If the constant rate of poaching in South Africa continues, the future for elephant population is in trouble. In 2008, a group of conservationists has warned that if the poaching economy continues to kill elephants at an unprecedented rate, these species might go extinct by 2020, or at least two years from now. This seems to be a dangerous scenario, considering the power of elephants have in our ecosystem. African elephants are consistently being threatened due to poaching, but their role in the ecosystem is very dynamic: They help in digging for water, improving vegetations, as well as improving soil conditions. These attributes helped the African elephant gain its status as a keystone species, meaning that they have a very important role in the ecosystem, and they should be protected at all costs. The worrying number of cases related to poaching in African countries such as South Africa, Namibia, and Zambia has alarmed conservationists and policymakers alike in what can they do to preserve the world’s biggest biodiversity.

 

Though it sounds unlikely, policymaking and bureaucracy in African countries can improve the conditions of these endangered species, concerning mainly on poaching and hunting for their body parts. While most African countries have stepped up in order to combat the problem of poaching, the measures seem to be weak enough, as cases have been steadily increasing since 2007. Countries are doing a better job in improving the welfare of these endangered animals: For example, Malawi strengthened its Wildlife and National Parks Act to combat the glaring cases of poaching in the country, while other countries such as Mozambique, Namibia, and Zambia have created parliamentary caucuses to focus on problems that pertain to this disgusting practice that’s killing African biodiversity.

 

While it sounds impossible to do something directly, citizens can also engage and help in the preservation of these dynamic species that are constantly being threatened by the dangers of illegal trade.
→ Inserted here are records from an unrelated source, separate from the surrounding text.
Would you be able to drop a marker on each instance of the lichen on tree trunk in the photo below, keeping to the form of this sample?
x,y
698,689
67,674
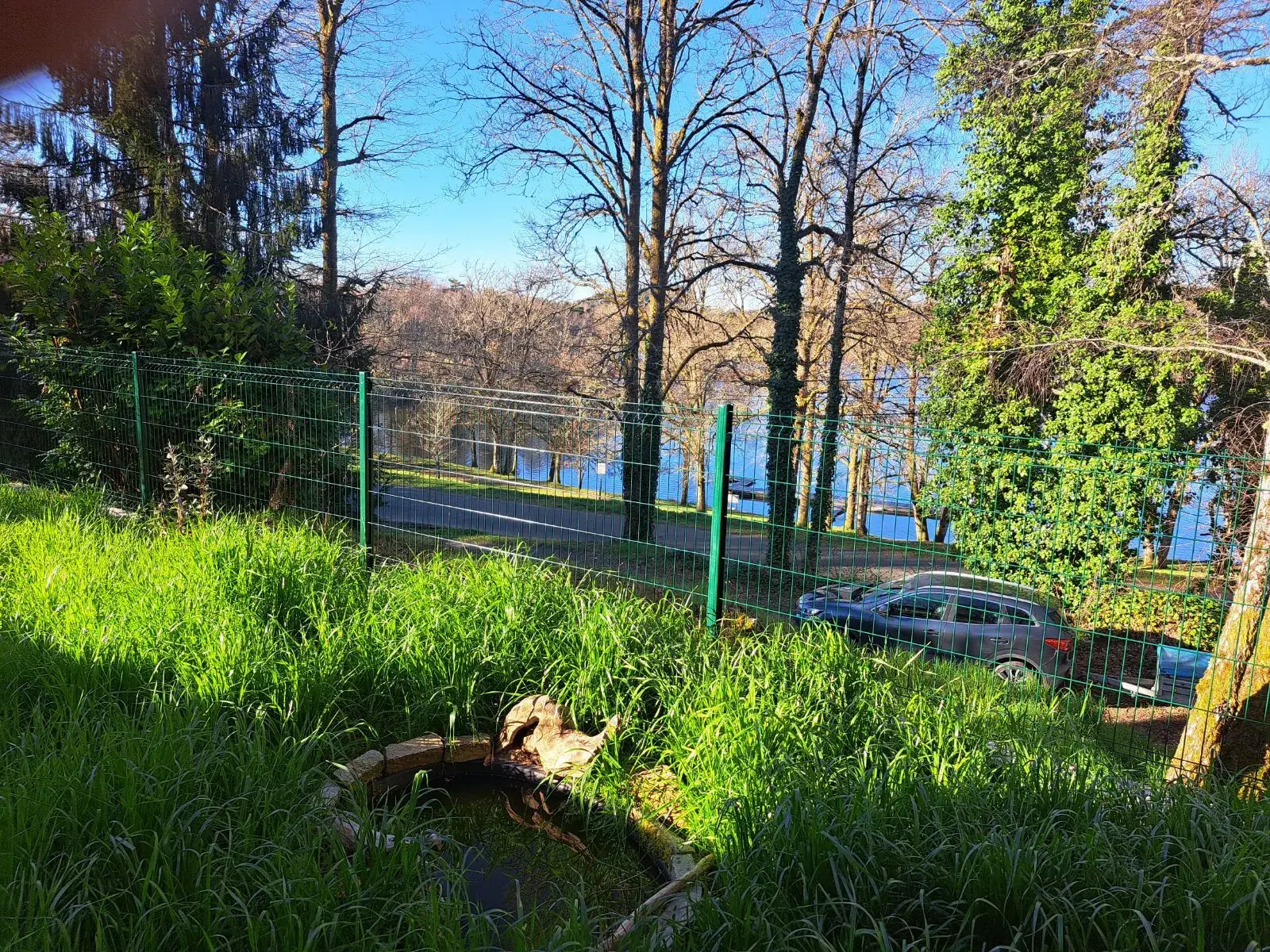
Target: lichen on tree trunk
x,y
1227,725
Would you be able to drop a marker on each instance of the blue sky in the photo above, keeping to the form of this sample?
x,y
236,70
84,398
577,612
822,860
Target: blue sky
x,y
444,232
427,221
429,225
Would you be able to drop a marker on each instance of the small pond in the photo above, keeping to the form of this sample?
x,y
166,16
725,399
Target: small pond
x,y
524,850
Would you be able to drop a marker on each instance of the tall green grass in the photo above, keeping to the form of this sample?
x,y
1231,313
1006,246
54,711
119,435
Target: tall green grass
x,y
169,702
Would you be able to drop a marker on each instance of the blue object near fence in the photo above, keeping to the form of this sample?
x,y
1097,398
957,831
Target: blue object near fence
x,y
1178,672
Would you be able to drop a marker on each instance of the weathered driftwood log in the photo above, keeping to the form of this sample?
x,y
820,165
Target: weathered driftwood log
x,y
537,730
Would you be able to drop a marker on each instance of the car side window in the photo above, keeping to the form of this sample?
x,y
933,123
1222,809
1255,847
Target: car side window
x,y
978,611
1016,616
924,607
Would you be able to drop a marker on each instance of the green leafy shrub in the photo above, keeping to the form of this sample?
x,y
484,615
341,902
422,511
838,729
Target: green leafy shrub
x,y
198,321
1187,619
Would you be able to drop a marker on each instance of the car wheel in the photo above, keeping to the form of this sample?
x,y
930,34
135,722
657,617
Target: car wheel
x,y
1015,672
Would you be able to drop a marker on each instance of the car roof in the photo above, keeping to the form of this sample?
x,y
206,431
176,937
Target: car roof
x,y
978,585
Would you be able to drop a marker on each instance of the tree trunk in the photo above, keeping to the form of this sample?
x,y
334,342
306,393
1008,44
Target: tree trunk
x,y
787,306
328,50
849,516
864,486
806,451
1240,673
920,527
941,528
685,476
822,503
635,524
783,382
648,457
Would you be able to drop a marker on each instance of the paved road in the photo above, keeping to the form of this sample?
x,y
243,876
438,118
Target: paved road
x,y
418,507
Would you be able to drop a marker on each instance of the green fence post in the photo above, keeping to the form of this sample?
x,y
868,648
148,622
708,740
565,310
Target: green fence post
x,y
719,512
139,419
365,456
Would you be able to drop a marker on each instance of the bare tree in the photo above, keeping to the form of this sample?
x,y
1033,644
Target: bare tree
x,y
620,98
355,44
794,50
876,145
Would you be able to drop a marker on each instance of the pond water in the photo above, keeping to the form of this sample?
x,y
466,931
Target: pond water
x,y
516,850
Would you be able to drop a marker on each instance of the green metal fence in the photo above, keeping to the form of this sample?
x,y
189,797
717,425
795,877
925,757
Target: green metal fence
x,y
1105,570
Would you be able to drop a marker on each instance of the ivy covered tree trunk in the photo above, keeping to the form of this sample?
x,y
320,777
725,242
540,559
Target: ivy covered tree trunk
x,y
1238,677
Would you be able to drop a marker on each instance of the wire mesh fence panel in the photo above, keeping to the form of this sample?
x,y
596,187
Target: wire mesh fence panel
x,y
248,437
69,418
1130,581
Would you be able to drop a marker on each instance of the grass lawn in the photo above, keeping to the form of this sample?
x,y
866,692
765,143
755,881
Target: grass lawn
x,y
171,700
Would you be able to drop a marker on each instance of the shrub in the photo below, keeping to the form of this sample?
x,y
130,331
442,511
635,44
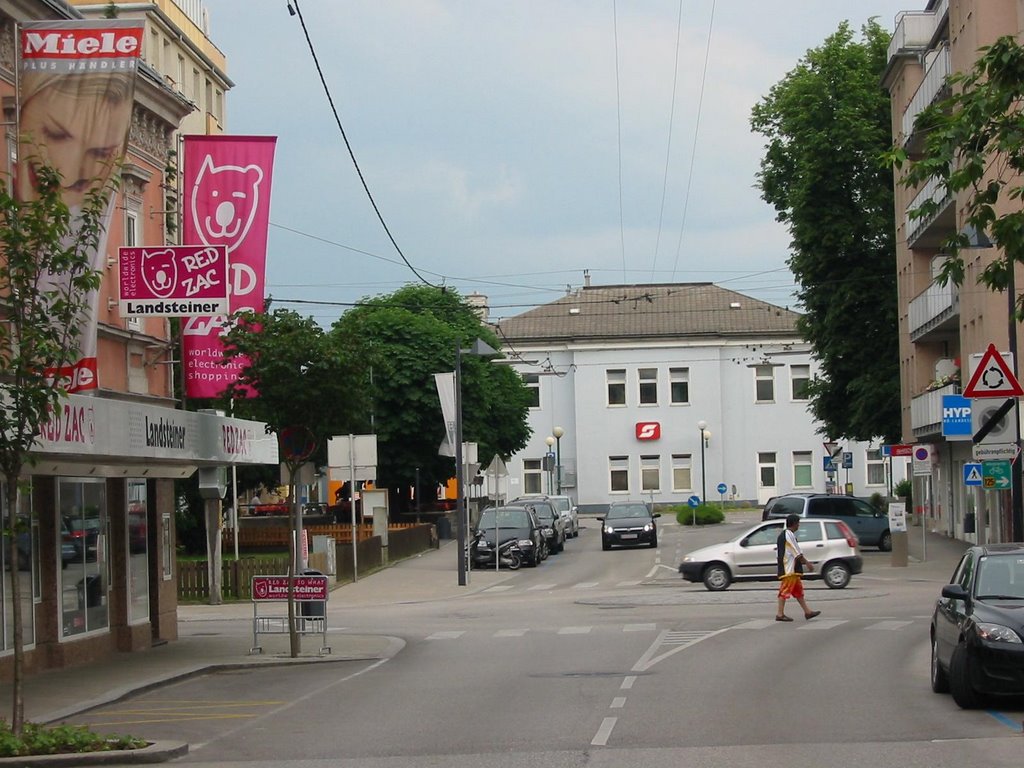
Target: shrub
x,y
706,514
60,739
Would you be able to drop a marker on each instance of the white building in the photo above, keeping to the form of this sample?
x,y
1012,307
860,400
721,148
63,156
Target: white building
x,y
630,373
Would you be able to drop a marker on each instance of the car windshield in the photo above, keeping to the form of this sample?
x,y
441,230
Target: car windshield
x,y
628,510
1000,578
507,518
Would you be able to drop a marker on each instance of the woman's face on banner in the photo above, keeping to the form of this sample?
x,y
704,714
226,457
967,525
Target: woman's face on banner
x,y
80,136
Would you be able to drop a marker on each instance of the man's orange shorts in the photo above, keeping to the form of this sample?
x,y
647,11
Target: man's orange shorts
x,y
792,586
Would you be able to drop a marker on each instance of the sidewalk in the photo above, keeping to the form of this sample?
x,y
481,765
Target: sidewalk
x,y
57,694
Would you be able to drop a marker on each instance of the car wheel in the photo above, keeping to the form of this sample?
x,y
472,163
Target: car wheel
x,y
886,542
717,578
940,680
960,679
836,576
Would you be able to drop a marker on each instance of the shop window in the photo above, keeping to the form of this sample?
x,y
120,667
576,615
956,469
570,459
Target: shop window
x,y
138,551
85,581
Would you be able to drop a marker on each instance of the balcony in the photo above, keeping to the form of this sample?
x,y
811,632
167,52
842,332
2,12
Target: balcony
x,y
932,87
926,411
935,312
931,231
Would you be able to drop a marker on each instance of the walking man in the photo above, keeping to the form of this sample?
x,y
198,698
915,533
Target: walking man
x,y
791,567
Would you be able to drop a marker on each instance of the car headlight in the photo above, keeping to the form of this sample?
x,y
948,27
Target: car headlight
x,y
997,633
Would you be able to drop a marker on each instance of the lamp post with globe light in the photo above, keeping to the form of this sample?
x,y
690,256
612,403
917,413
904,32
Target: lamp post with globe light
x,y
558,432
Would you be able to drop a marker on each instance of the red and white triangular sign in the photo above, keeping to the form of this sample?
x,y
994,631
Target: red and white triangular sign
x,y
992,378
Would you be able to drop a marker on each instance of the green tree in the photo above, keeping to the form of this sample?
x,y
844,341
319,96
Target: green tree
x,y
307,387
46,276
827,126
974,143
407,337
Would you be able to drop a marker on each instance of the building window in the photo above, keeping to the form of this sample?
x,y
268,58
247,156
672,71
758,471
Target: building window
x,y
764,383
650,473
648,386
680,385
619,474
803,476
616,386
800,377
84,584
876,467
766,470
532,475
138,552
532,382
682,472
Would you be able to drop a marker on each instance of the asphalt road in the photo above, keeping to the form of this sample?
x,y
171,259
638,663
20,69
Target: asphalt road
x,y
603,658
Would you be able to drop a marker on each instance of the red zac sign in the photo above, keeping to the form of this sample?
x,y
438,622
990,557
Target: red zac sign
x,y
648,430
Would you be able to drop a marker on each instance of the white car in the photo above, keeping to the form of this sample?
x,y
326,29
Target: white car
x,y
829,545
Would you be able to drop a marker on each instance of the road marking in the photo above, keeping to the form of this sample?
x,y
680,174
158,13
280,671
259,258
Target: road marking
x,y
601,737
824,624
889,625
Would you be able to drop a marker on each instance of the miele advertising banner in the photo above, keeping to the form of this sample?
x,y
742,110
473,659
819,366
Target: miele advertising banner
x,y
227,203
75,98
172,281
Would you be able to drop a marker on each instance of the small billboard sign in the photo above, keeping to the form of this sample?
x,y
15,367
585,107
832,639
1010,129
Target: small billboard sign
x,y
172,281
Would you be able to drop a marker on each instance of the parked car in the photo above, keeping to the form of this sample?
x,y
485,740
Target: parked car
x,y
868,524
552,524
566,508
753,555
978,627
497,525
629,523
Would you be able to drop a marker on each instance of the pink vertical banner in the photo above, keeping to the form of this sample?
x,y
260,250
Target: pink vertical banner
x,y
226,203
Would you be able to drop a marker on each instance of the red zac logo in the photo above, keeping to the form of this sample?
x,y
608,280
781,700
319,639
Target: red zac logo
x,y
648,430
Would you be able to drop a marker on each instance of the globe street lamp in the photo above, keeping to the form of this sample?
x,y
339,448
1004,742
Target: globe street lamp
x,y
558,432
547,461
705,436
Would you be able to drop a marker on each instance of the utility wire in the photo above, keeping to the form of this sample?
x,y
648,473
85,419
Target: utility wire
x,y
668,148
337,119
693,152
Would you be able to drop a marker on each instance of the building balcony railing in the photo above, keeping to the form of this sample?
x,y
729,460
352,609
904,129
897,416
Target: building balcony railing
x,y
935,309
931,231
926,411
931,88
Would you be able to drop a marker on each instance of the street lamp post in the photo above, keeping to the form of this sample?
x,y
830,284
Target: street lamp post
x,y
705,434
551,442
478,349
558,432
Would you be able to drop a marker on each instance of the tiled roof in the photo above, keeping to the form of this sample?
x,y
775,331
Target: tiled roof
x,y
649,311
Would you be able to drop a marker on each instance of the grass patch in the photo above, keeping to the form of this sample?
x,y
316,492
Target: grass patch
x,y
60,739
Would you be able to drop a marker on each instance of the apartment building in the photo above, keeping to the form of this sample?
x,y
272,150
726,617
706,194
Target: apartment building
x,y
943,328
96,558
664,392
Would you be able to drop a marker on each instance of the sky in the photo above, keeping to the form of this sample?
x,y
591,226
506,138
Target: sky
x,y
512,146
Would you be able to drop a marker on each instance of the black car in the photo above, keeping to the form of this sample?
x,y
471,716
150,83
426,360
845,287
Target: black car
x,y
552,523
499,524
978,627
629,523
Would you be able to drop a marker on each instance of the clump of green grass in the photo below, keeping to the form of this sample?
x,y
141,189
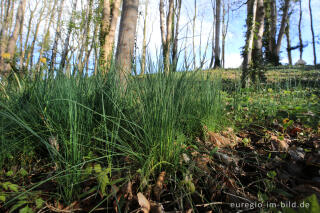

For example, people can start rejecting items and materials that contain animal parts of those who are endangered, such as ivory for elephants and horn for rhinos. In this way, the demand for these materials will substantially lower, making it increasingly difficult for poachers to find a way to sell them. However, the most powerful tool that people can use in the fight to biodiversity and conservation is passing the information and knowledge around, making people aware of the challenges African nations are facing with regards to biodiversity, and helping organizations in this campaign against poaching and hunting.